Mais elle le serait enfin en raison du silence de certaines directions (je pense notamment à celle du PCF) devant les difficultés rencontrées pour souligner publiquement, ouvertement, la nécessité du socialisme pour faire avancer les luttes sociales.

Tout se passe comme si ces dirigeants restaient sans voix. Tout se passe comme si les partisans du socialisme avaient honte de leurs convictions et ne savaient quoi faire pour l’exprimer. Mais en sont-ils encore les partisans ? Quelles difficultés rencontrent-ils ?

Malgré l’évidence criante de la nécessité d’une réponse de type léniniste à la crise économique, politique, sanitaire, morale, que traverse la France, la conviction socialiste est, dans ce pays, si faible, si atténuée, si éloignée des esprits, que quasiment personne ne s’y réfère. Les pays socialistes eux-mêmes, la Chine en premier lieu, malgré la profondeur et la qualité visibles de leur engagement socialiste dans la lutte contre la récente pandémie, sont l’objet d’attaques aussi grossières et violentes qu’injustifiées. Or ces attaques demeurent, pour l’instant, quasiment sans riposte.

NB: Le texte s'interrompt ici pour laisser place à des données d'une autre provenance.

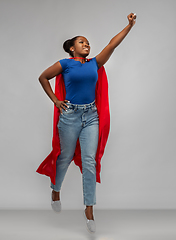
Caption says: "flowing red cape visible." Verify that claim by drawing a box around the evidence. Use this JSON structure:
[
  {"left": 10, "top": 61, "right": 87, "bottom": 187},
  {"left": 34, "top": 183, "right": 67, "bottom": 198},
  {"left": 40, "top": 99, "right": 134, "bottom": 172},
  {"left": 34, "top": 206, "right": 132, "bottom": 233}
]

Seul, un très petit nombre de personnes, de militants, d’ouvriers, de syndicalistes, d’intellectuels, d’animateurs de sites web, osent protester contre elles.

Mais pour ce qui concerne le socialisme, c’est le grand silence blanc qui l’emporte. La majorité des dirigeants français actuels de la lutte révolutionnaire ne s’affirmeraient-ils socialistes, au sens léniniste du terme, qu’en chuchotant ce mot maudit, à la nuit tombée et par temps d’épais brouillard ?

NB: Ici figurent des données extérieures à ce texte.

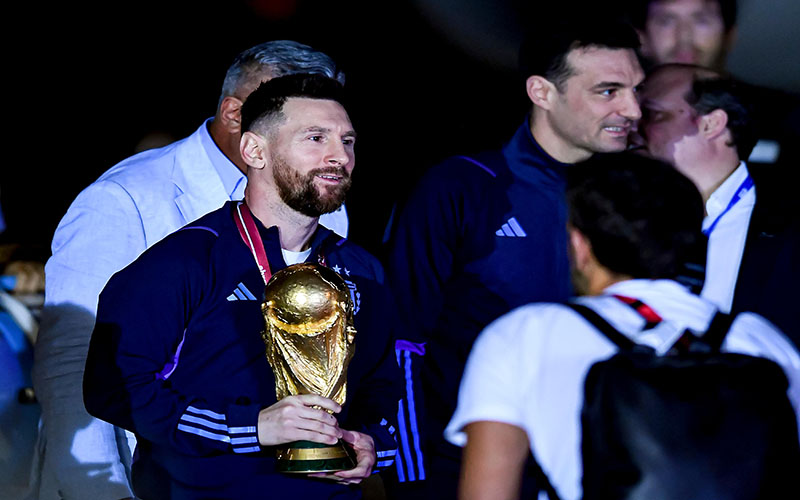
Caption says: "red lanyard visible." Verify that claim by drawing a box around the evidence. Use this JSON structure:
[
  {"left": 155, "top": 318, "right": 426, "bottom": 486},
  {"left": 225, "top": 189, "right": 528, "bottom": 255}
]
[
  {"left": 233, "top": 201, "right": 328, "bottom": 284},
  {"left": 613, "top": 295, "right": 662, "bottom": 330},
  {"left": 233, "top": 201, "right": 272, "bottom": 284}
]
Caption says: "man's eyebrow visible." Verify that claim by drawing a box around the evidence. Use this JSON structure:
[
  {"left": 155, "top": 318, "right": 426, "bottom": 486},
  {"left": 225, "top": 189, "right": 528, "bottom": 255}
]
[
  {"left": 303, "top": 125, "right": 356, "bottom": 137},
  {"left": 303, "top": 125, "right": 331, "bottom": 133},
  {"left": 592, "top": 82, "right": 625, "bottom": 90}
]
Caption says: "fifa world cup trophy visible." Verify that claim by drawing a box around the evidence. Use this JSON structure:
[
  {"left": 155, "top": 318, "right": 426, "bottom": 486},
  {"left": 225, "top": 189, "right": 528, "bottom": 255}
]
[{"left": 261, "top": 264, "right": 356, "bottom": 473}]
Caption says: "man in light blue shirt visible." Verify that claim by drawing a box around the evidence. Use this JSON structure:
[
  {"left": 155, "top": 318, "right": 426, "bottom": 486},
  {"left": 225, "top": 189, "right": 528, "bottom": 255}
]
[{"left": 32, "top": 40, "right": 347, "bottom": 500}]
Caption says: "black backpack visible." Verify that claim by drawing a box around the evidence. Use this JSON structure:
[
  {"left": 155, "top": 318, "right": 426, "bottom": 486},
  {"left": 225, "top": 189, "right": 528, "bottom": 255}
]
[{"left": 545, "top": 304, "right": 800, "bottom": 500}]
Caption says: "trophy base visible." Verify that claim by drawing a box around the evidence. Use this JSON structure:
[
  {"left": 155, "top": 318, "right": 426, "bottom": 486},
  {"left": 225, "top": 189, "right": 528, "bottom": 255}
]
[{"left": 275, "top": 440, "right": 356, "bottom": 474}]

Si l’on est partisan du socialisme, que faut-il faire devant cette hostilité au socialisme qui est, en même temps qu’un assourdissant silence à son égard, un assourdissant silence favorable à la grande bourgeoisie, un assourdissant silence dans la capacité des luttes socio-économiques, pourtant nombreuses, à déboucher sur le changement auquel elles aspirent ? Faut-il continuer à se taire en baissant la tête ou faut-il au contraire la relever et combattre, même en tant qu’individu ou membre d’un petit groupe ?

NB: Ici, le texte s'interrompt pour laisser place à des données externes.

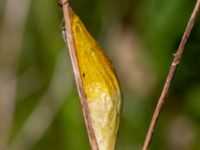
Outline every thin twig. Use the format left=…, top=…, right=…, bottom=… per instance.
left=143, top=0, right=200, bottom=150
left=61, top=0, right=98, bottom=150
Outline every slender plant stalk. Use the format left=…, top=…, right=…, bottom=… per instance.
left=143, top=0, right=200, bottom=150
left=61, top=0, right=98, bottom=150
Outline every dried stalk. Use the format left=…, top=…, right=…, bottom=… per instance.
left=143, top=0, right=200, bottom=150
left=61, top=0, right=98, bottom=150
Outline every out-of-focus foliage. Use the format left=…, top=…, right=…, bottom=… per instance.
left=0, top=0, right=200, bottom=150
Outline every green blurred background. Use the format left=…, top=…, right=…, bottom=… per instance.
left=0, top=0, right=200, bottom=150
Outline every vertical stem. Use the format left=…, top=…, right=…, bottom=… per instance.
left=61, top=0, right=98, bottom=150
left=143, top=0, right=200, bottom=150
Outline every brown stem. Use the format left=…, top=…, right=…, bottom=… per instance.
left=142, top=0, right=200, bottom=150
left=61, top=0, right=98, bottom=150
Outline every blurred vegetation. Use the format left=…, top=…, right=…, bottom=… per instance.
left=0, top=0, right=200, bottom=150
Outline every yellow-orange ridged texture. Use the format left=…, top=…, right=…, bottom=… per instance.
left=70, top=10, right=121, bottom=150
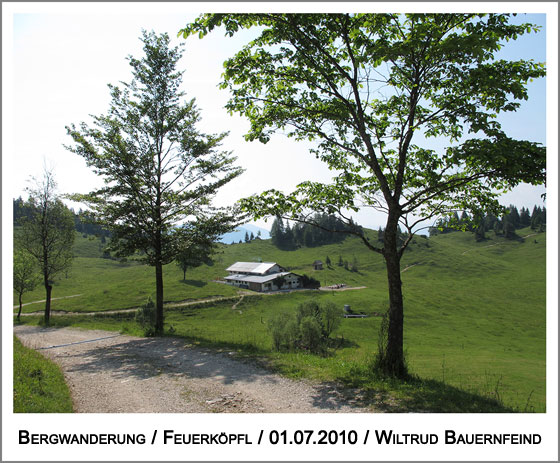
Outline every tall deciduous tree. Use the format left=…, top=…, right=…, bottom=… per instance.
left=67, top=32, right=242, bottom=334
left=13, top=249, right=40, bottom=320
left=17, top=170, right=75, bottom=325
left=180, top=14, right=545, bottom=376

Macte animo generose puer, sic itur ad astra.

Jean-Claude Delaunay

[1Toni Négri, 2008, Good Bye Mr. Socialism, Editions du Seuil, Paris. Toni Négri prend appui sur le texte des Gründrisse selon lequel, à un moment donné, lorsque le développement des forces productives a dépassé un certain niveau, les formes marchandes perdent leur signification. Il estime que ce niveau particulier a été atteint dans les sociétés développées de type occidental.